Ray Fisher won 100 games over ten years in the major leagues, with an ERA of 2.82. He later was a longtime baseball coach at the University of Michigan.

Born in Middlebury, Vermont, Fisher attended Middlebury College and was the first major leaguer to come from that school. He began his minor league career with the Hartford Senators in 1908, going 12-1. Back with Hartford in 1909, he led the Connecticut State League with 24 wins. He joined the New York Highlanders of the American League in 1910, going 5-3 with a 2.92 ERA as a rookie. He had his best season with New York (now the Yankees) in 1915, recording 18 wins and a 2.11 ERA for the fifth-place club.
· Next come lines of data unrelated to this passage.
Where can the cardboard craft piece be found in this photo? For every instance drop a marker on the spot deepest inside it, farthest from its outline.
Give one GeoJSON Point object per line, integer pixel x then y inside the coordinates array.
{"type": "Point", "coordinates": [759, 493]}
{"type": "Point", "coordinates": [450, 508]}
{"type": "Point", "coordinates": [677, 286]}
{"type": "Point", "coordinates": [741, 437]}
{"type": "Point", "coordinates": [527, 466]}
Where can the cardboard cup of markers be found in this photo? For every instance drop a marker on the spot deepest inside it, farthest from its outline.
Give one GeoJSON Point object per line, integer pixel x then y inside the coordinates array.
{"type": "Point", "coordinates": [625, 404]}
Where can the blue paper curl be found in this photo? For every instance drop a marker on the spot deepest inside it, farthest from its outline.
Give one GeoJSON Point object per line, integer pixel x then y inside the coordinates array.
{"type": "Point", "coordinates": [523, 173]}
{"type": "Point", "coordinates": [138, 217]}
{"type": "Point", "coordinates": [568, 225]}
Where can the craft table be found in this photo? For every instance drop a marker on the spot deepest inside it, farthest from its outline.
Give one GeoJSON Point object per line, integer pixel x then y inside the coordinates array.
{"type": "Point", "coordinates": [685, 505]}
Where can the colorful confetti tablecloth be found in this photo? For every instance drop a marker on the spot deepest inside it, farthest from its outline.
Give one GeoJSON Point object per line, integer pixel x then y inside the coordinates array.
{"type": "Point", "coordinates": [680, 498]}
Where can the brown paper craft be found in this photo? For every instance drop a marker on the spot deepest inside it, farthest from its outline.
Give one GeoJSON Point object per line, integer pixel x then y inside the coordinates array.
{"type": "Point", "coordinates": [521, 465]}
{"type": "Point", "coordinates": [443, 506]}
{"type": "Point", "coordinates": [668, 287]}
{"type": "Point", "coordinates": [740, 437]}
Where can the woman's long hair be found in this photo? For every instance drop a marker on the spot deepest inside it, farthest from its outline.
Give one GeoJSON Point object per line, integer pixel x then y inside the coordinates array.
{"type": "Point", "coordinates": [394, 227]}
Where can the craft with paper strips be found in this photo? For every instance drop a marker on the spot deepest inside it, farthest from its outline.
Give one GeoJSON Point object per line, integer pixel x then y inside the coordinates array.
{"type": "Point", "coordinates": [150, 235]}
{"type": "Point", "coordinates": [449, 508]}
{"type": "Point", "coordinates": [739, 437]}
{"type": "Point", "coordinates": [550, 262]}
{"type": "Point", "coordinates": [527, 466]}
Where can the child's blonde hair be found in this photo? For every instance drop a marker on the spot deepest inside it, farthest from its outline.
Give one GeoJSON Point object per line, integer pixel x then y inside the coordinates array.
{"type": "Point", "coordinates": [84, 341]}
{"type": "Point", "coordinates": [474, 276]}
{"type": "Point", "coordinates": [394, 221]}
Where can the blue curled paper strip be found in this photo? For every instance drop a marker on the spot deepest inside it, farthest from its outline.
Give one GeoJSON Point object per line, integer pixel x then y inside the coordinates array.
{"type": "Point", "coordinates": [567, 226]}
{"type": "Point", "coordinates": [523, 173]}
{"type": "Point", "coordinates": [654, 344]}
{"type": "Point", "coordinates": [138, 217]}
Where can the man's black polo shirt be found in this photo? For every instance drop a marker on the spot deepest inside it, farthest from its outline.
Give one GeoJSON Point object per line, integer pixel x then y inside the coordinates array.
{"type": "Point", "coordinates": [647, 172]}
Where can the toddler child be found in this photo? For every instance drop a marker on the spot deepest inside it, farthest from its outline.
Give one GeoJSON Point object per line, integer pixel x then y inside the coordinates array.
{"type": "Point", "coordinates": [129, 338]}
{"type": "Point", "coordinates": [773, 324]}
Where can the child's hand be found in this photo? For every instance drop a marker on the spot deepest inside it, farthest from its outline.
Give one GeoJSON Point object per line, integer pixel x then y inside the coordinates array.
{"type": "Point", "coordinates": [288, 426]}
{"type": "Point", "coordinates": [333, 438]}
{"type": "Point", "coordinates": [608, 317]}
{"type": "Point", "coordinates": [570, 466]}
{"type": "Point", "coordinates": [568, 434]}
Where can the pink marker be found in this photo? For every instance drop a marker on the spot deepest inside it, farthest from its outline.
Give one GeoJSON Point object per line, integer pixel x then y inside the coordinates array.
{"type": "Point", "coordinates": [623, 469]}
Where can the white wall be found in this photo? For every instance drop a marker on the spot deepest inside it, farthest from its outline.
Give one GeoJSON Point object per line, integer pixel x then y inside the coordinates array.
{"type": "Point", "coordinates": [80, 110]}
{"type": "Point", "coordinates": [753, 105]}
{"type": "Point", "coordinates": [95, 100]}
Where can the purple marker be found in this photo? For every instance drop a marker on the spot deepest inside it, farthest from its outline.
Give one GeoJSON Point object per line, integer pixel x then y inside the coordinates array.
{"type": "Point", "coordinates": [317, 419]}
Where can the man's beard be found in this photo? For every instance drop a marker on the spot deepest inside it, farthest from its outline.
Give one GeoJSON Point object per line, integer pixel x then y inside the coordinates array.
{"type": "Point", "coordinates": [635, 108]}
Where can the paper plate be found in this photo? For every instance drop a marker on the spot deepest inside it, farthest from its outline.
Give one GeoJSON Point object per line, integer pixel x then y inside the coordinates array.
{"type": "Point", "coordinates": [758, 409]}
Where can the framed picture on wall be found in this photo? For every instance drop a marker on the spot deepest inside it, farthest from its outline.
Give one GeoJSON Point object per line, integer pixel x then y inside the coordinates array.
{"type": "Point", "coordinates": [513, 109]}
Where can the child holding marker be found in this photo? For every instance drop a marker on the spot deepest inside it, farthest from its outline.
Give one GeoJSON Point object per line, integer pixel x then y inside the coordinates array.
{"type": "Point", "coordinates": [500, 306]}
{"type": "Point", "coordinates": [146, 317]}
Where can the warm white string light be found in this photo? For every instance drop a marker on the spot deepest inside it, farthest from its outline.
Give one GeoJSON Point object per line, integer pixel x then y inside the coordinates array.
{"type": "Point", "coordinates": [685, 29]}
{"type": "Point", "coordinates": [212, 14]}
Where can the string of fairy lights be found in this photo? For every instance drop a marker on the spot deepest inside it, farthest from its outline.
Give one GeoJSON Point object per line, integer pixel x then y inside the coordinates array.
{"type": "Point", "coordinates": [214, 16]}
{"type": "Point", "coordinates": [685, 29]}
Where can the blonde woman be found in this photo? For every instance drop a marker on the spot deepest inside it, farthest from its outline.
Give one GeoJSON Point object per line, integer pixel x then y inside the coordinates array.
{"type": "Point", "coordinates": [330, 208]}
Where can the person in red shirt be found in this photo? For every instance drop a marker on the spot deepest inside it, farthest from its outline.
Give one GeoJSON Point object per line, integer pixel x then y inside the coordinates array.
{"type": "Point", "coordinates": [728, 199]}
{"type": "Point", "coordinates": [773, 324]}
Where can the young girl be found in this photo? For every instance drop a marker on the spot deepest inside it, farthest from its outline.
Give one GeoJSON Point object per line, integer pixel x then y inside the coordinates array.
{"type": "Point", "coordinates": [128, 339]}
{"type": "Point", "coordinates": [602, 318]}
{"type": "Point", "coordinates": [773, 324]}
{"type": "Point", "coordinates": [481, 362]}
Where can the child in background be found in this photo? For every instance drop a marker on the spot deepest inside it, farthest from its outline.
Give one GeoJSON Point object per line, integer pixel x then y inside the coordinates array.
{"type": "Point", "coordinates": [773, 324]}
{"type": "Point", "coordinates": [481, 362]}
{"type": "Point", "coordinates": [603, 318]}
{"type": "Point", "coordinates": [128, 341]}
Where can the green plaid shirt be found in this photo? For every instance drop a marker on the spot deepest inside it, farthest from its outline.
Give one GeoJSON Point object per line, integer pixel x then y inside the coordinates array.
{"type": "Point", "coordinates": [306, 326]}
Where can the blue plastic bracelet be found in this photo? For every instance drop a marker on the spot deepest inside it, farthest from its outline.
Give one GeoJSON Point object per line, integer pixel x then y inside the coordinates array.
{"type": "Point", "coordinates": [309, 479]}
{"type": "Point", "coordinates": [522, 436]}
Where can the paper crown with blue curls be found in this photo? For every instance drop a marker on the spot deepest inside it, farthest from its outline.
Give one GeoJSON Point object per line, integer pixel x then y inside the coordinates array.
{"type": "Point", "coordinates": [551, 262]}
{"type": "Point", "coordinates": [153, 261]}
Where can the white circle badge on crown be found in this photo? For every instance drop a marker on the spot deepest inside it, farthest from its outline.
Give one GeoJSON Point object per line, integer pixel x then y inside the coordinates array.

After missing the 1918 season while serving in the Army in World War I, Fisher was acquired by the Cincinnati Reds for the 1919 season. He went 14-5 for the pennant-winning Cincinnati club that year, and he made two appearances in the infamous 1919 World Series win over the Chicago White Sox. The next summer, 1920, he went 10-11, and after that season, the Reds cut his salary by $1,000. Rather than take the pay cut, he asked for his release, then quit to coach baseball at the University of Michigan when the team wouldn't release him. For this offense, Commissioner Kenesaw Mountain Landis banned him from baseball.

Fisher coached Michigan for 38 years, from 1921 to 1958, winning nine Big Ten Conference titles outright and sharing four more. The 1953 team won the 1953 College World Series. In 1970, the ballpark at the University of Michigan was renamed "Ray Fisher Baseball Stadium" in his honor. He also coached freshman football at the school, and one of his players was future President Gerald Ford.

In 1951, Fisher was one of a number of baseball figures who testified before the House Judiciary Committee's Subcommittee on Study of Monopoly Power in its investigation of baseball's business practices. His testimony focused primarily on the circumstances surrounding his leaving the Reds to take the coaching position at Michigan and his subsequent blacklisting by the Commissioner.[1]

In 1980, Commissioner Bowie Kuhn reinstated Fisher back into baseball. Shortly before his death he was honored at Old Timers' Day at Yankee Stadium. He lived to age 95, and at the time of his death, he was the oldest-living former player of the Yankees and Reds. His New York Times obituary says he was nicknamed "The Vermont Schoolteacher" (as he taught college Latin during the offseasons during his playing days)

Fisher was inducted into the Vermont Sports Hall of Fame in 2013.

Notable Achievements[edit]

  • 15 Wins Seasons: 1 (1915)
  • 200 Innings Pitched Seasons: 4 (1913-1915 & 1920)
  • Won a World Series with the Cincinnati Reds in 1919

References[edit]

  1. United States. Congress. House. Committee on the Judiciary. Study of Monopoly Power: Hearings before the Subcommittee on Study of Monopoly Power, Part 6 - Organized Baseball. 1952.